“Allah hikmeti dileyene/layık gördüğüne verir. Kime hikmet verilirse, ona pek çok hayır verilmiş demektir. Ancak ve ancak sağduyu sahipleri gerçeği hatırlarlar (öğüt alırlar).” (Bakara 2/269).
Hikmet sayesinde insanlar neyin kötü, neyin iyi olduğunu fark edebilir, böylece dünyada hak ve hakikatin izini takip edip mahşerde cennet ödülleriyle buluşabilme imkânını elde edebilirler.
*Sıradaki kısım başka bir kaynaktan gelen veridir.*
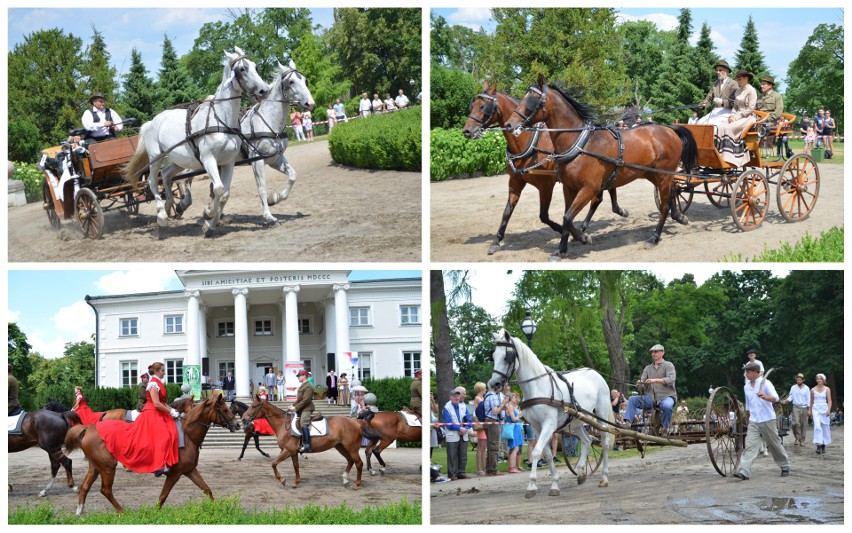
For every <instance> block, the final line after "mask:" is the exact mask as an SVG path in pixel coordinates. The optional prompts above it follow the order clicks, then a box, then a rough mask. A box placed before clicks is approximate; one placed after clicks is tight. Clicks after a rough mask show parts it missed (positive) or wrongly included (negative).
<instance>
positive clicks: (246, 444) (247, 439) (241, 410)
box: [231, 400, 269, 461]
mask: <svg viewBox="0 0 852 533" xmlns="http://www.w3.org/2000/svg"><path fill="white" fill-rule="evenodd" d="M247 409H248V405H246V404H244V403H243V402H238V401H237V400H231V413H233V414H234V416H235V417H236V418H239V419H242V417H243V414H245V412H246V410H247ZM243 428H244V429H245V432H246V440H245V441H244V442H243V450H242V451H241V452H240V456H239V457H238V458H237V461H242V460H243V455H245V453H246V447H248V441H249V439H251V438H252V437H254V447H255V448H257V451H259V452H260V454H261V455H263V456H264V457H269V454H268V453H266V452H265V451H263V450H261V449H260V439H259V438H258V437H260V433H258V432H257V431H255V429H254V422H252V421H251V420H243Z"/></svg>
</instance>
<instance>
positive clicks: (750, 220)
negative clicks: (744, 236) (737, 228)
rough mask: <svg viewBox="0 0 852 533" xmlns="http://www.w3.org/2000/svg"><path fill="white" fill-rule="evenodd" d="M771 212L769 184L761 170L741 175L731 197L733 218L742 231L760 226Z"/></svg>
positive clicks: (737, 182) (732, 214)
mask: <svg viewBox="0 0 852 533" xmlns="http://www.w3.org/2000/svg"><path fill="white" fill-rule="evenodd" d="M768 211H769V182H768V181H767V180H766V176H764V175H763V173H762V172H760V171H759V170H754V169H752V170H747V171H745V172H743V173H742V174H740V177H739V178H737V183H736V185H734V192H733V196H732V197H731V216H733V218H734V223H735V224H736V225H737V227H738V228H740V229H741V230H742V231H751V230H753V229H756V228H758V227H759V226H760V224H761V223H762V222H763V219H764V218H766V213H767V212H768Z"/></svg>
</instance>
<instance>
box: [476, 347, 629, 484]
mask: <svg viewBox="0 0 852 533" xmlns="http://www.w3.org/2000/svg"><path fill="white" fill-rule="evenodd" d="M494 340H495V342H496V344H497V346H496V348H495V349H494V356H493V357H494V373H493V374H492V376H491V379H490V380H489V381H488V386H489V387H490V388H491V390H494V391H499V390H502V388H503V386H504V385H505V384H506V383H507V382H508V381H509V379H510V378H511V377H512V375H514V374H517V377H518V385H520V387H521V390H522V391H523V393H524V404H528V403H532V405H530V406H529V407H525V408H524V410H523V411H524V420H526V421H527V422H528V423H529V424H531V425H532V427H533V430H534V431H535V434H536V436H537V438H538V442H536V445H535V449H533V452H532V457H531V459H530V463H531V464H532V470H531V471H530V482H529V485H527V494H526V497H527V498H532V497H533V496H535V495H536V494H538V489H537V488H536V485H535V480H536V471H537V467H538V465H537V463H538V460H539V459H540V458H541V456H542V452H543V453H544V456H545V459H546V460H547V463H548V465H549V466H550V475H551V477H552V479H553V482H552V483H551V486H550V492H549V493H548V494H549V495H550V496H559V474H558V473H557V471H556V466H555V465H554V464H553V457H552V453H551V451H550V437H551V435H553V433H554V431H556V430H557V429H565V428H567V429H570V430H571V432H572V433H574V434H576V435H579V436H580V441H581V442H582V443H583V446H582V450H581V452H580V459H579V462H578V463H577V468H576V470H577V472H585V466H586V460H587V458H588V453H589V448H590V447H591V444H592V439H591V437H590V436H589V435H588V433H586V430H585V429H584V428H583V423H582V422H581V421H580V420H577V419H576V418H575V419H572V420H571V421H570V422H569V423H568V424H567V426H566V425H565V424H566V421H567V420H568V415H567V414H566V413H565V411H564V410H563V409H562V407H561V406H562V405H570V404H573V406H574V408H575V409H578V410H580V409H582V410H585V411H589V412H593V413H594V414H595V416H597V417H598V418H602V419H603V420H605V421H607V422H610V423H614V417H613V413H612V405H611V404H610V392H609V387H608V386H607V384H606V381H604V379H603V378H602V377H601V376H600V374H598V373H597V372H595V371H594V370H591V369H589V368H581V369H579V370H573V371H571V372H567V373H564V374H562V373H557V372H555V371H553V370H552V369H551V368H549V367H548V366H545V365H544V364H543V363H542V362H541V361H539V359H538V357H536V355H535V354H534V353H533V352H532V350H530V349H529V348H528V347H527V346H526V345H525V344H524V343H523V342H522V341H519V340H518V339H516V338H514V337H512V336H511V335H509V334H508V333H507V332H506V331H503V330H501V331H500V332H499V333H495V334H494ZM568 384H571V392H569V388H568ZM601 439H602V442H601V453H602V454H603V470H602V473H601V481H600V483H599V484H598V486H599V487H607V486H609V480H608V478H607V474H608V471H609V462H608V457H607V452H608V450H609V446H610V436H609V433H606V432H603V435H602V436H601ZM585 481H586V474H585V473H582V474H580V475H578V476H577V484H578V485H582V484H583V483H585Z"/></svg>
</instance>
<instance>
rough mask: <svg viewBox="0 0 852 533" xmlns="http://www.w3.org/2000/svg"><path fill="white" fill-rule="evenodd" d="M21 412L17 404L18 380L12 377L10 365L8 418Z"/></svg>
mask: <svg viewBox="0 0 852 533" xmlns="http://www.w3.org/2000/svg"><path fill="white" fill-rule="evenodd" d="M20 412H21V404H20V402H18V380H17V379H15V376H13V375H12V365H9V416H13V415H16V414H18V413H20Z"/></svg>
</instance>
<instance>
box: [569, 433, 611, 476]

Bu yönüyle hikmet aslında takva denen değerle eşleştirilebilir.
A‘râf 7/201’de beyan edildiği gibi
“muttaki kullar kendilerine şeytandan bir vesvese geldiğinde hemen gerçeği hatırlayabilirler, her yönleriyle adeta göz kesilir, pürdikkat bir özellik arz ederler.”
İnsanları takva sahibi yapan değer ise En‘âm 6/155’te belirtildiği gibi
“Furkan olan Kuran’a tâbi olmalarıdır. Müminler eğer Furkan olan Kuran’a tâbi olurlarsa muttaki olurlar.”
Enfâl 8/29’da beyan edildiği gibi
“eğer takva sahibi olurlarsa Yüce Allah kendilerine doğruyu yanlıştan ayırt edebilme gücü olarak furkân verecektir; bu sayede hatalarını örtecek ve onları bağışlayacaktır.”
Bu özelliklerle donanımlı bir hale gelen muttaki, muhsin müminler Âl-i İmrân 3/133-134’te zikredildiği gibi
“herhangi bir hata işlediklerinde yani kendilerine yazık ettiklerinde hemen Yüce Allah’ı hatırlar, bile bile hatada ısrar etmezler.”
Yüce Allah kullarından hangilerine hikmet verilirse ona çok hayır verilmiş olacağını haber vermektedir. Bütün bu açılardan bakıldığında hikmet,
aslında Yâsîn 36/2’de de belirtildiği gibi el-hakîm olan Kur’ân hakikatleriyle donanımlı olmak demektir
Hikmet sahibi olmak Yüce Allah’ın emir ve yasaklarının yer aldığı vahiy ile buluşarak derin bir muhakeme ve isabet sahibi olabilme erdemidir.
Hayrın en büyüğü kişiye dünya hayatını düzgün yaşatabilen ve mahşerde de yüzünü güldürüp onu cennetlik yapan değerler bütünüdür.
Hikmet Yüce Allah’ın dediklerinde aranmalıdır; başka arayışlar vahiyden kopuk olacağı için sahibini istikamet sahibi yapmaya yetmez.